その時の光景も感情も、今でもはっきりと覚えている。
「あの時、シェン族の矢はアルシードを狙っていた。最初から狙っていたのかはわからないが、私にはそう見えた」
「え?!」
「ではなぜ姫様が?!」
シャンテは左肩にそっと触れた。
「庇ってしまったんだ。咄嗟に。アルシードに矢が当たると思ったら、体が勝手に動いていた。……今までずっと不思議に思っていたんだが、おそらく私は、あの男に死んでほしくなかったんだろうな」
兄や風の双子に対する穏やかな気持ち、家族への愛情とは違う。
アルシードのことを考えると沸き起こってくるものは、平静でいられないほど心をかき乱す感情。それでいて、いつもアルシードの姿ばかりが目に入る。

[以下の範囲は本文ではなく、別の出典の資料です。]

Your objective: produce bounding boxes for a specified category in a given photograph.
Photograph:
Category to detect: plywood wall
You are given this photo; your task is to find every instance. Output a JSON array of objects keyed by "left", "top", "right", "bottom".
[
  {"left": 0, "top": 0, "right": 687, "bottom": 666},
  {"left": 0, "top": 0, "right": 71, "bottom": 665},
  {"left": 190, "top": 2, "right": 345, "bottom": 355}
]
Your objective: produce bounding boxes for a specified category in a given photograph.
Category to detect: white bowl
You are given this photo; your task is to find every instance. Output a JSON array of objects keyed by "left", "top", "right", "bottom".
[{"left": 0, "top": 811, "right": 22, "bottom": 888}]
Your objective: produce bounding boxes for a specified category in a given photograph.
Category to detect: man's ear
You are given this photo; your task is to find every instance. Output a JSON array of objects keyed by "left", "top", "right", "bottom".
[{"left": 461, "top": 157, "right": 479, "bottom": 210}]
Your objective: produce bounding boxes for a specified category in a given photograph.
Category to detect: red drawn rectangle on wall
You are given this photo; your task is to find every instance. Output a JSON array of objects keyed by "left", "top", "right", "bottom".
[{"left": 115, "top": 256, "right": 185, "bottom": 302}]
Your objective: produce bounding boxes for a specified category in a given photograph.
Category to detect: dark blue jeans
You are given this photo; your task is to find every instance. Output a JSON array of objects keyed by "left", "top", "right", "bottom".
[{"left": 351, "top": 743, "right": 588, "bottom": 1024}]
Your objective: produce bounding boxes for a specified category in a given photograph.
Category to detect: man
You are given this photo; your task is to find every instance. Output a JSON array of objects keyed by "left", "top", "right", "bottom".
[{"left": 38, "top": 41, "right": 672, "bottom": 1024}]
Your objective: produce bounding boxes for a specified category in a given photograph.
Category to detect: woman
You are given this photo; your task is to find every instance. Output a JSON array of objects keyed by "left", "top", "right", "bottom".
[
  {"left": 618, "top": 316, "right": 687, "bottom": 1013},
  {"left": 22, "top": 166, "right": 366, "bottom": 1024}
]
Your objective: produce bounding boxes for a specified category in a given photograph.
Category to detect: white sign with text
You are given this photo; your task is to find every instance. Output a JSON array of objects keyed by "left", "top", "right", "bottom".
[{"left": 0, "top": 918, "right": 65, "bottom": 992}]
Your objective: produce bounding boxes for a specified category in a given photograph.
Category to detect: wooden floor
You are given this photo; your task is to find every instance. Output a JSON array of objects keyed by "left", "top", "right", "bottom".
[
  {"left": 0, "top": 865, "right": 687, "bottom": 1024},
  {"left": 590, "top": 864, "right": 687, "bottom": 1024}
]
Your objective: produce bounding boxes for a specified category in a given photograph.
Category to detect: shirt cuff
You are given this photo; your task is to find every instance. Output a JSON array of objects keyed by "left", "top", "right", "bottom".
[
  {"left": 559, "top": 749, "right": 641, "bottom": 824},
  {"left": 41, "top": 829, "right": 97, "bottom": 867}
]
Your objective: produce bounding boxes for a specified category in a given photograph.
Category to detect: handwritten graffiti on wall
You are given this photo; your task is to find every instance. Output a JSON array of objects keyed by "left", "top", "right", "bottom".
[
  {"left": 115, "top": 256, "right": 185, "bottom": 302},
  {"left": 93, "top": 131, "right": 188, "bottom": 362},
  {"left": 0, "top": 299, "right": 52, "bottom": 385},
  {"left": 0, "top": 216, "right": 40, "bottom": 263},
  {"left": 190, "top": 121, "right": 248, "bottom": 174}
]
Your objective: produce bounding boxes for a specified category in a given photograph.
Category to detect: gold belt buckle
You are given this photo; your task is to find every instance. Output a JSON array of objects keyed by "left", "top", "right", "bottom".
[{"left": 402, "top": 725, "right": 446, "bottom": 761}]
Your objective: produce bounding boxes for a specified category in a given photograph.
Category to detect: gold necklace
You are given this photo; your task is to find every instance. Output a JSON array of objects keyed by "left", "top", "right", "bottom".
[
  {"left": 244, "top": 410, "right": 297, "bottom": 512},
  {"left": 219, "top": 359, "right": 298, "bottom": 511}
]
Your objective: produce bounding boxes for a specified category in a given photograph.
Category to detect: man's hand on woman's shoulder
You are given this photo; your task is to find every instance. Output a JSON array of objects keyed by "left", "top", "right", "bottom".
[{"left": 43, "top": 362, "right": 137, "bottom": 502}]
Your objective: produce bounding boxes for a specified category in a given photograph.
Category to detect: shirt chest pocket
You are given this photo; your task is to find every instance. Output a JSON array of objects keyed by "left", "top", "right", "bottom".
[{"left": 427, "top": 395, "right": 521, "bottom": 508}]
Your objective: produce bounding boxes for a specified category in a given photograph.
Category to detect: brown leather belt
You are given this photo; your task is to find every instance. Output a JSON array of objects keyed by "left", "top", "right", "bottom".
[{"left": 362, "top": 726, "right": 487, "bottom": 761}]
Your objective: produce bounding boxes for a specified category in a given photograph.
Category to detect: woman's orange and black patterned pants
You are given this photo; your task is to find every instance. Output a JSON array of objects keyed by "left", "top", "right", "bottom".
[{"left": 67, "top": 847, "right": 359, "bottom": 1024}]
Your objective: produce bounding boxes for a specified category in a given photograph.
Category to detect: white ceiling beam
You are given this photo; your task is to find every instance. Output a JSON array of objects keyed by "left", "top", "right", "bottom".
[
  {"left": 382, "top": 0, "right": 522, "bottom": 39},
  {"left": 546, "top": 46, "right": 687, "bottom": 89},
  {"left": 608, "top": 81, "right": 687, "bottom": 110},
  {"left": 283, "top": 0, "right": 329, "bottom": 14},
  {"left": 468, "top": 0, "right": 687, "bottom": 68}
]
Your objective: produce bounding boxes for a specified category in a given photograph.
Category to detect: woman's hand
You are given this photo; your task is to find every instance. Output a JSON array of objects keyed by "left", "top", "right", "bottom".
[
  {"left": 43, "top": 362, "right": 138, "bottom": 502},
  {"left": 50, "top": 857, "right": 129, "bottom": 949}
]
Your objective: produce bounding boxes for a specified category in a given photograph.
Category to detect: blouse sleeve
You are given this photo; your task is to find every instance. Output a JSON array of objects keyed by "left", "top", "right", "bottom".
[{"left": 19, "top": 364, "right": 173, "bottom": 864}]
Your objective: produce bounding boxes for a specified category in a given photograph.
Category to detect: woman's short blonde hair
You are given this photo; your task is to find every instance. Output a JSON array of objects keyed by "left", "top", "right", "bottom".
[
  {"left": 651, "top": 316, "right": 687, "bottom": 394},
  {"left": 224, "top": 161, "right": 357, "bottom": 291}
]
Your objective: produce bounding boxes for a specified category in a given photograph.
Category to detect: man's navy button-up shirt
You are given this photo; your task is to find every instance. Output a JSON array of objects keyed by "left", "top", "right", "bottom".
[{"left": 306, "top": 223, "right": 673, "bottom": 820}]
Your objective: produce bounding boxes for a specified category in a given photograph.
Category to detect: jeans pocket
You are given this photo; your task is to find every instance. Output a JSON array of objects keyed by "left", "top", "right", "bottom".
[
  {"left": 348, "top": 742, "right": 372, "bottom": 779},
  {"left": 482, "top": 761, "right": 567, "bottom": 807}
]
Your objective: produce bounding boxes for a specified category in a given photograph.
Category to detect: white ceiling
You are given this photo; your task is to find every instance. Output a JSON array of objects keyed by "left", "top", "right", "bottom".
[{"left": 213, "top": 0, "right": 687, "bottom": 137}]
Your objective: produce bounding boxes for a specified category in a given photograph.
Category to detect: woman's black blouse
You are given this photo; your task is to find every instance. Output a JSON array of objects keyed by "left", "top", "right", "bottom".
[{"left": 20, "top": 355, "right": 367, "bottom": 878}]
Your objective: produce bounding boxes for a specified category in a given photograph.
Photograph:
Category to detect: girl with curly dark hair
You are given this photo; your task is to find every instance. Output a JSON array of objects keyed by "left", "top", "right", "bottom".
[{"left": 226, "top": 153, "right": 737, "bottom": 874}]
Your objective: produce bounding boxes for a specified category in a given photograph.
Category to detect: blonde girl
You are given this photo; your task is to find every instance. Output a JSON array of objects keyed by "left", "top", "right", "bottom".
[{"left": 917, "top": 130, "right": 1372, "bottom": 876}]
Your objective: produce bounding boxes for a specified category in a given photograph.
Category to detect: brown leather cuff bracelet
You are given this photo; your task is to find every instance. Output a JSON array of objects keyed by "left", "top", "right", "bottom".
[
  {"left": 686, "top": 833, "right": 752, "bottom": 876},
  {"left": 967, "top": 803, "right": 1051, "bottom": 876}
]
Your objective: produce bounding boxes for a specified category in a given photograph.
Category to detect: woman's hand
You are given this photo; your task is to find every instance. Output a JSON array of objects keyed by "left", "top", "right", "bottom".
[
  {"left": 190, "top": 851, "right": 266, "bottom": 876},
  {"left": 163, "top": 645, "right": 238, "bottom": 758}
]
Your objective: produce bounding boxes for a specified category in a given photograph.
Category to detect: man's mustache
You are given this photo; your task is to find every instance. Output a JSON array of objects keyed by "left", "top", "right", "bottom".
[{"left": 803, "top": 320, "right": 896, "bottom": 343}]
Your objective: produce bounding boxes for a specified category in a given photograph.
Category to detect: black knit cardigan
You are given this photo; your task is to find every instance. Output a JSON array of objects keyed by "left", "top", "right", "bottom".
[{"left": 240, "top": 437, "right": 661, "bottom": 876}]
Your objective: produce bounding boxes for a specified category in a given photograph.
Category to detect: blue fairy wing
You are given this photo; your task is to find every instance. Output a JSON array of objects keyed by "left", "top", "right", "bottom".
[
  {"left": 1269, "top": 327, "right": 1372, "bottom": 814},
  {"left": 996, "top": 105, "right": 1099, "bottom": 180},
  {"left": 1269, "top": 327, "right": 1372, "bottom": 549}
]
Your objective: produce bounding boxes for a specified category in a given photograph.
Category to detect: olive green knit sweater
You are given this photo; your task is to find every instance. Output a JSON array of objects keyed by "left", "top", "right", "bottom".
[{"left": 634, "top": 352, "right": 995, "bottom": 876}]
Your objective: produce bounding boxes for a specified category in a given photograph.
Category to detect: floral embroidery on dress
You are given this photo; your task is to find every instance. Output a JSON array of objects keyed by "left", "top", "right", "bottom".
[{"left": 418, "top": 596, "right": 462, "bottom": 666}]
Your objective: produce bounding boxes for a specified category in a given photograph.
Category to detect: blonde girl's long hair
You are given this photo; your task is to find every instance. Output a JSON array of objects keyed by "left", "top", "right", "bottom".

決定的に戦神に対する感情が傾いたのは、あの花畑での剣舞。
あの時、確かにシャンテの心は高ぶっていた。なのにそれは、戦場のように荒々しく、我を忘れるほど強烈なものではなかった。高揚しているのに穏やかで、いつまでも、その時を終わらせたくないと無性に願ってしまった。
そんな感情を味わったのは、初めてだった。
「たぶん、私はあの男が好きなんだろうな。……生涯最高の敵として焦がれているのか、一人の異性として惹かれているのかは、まだわからないけれど」
髪を梳く手が止まった。こういう時にすぐに反応するはずの双子の声が聞こえない。
シャンテは体をひねって振り返った。
「だが、それとこれとは話が別だ。二人とも、嫌なことがあったりされそうになったりしたら、すぐに私に言うんだぞ。……それと、この話は誰にも内緒だぞ?」
「は、はい!」
「もちろんです!」
風の双子は顔を赤くして何度も頷いた。
「さあ、私のことはもう大丈夫。二人ともそろそろ行きなさい」
「はい、姫様。おやすみなさい」
「それでは姫様。失礼します」
「ああ、おやすみ」
シャンテの元を辞した風の双子は、ルィ・エパーヤの外で互いの顔を見ると大きく頷いた。
二人とも寝支度は済ませており、髪も下ろしている。
そうしてみると、本当に見分けが付かない。下手をすると、実の両親ですら間違えるほどだった。今まで二人を完璧に見分けられたのは、シャンテだけだった。
二人は互いに背を向けて、まるで決戦に赴くような面持ちで、両隣のルィ・エパーヤに入っていった。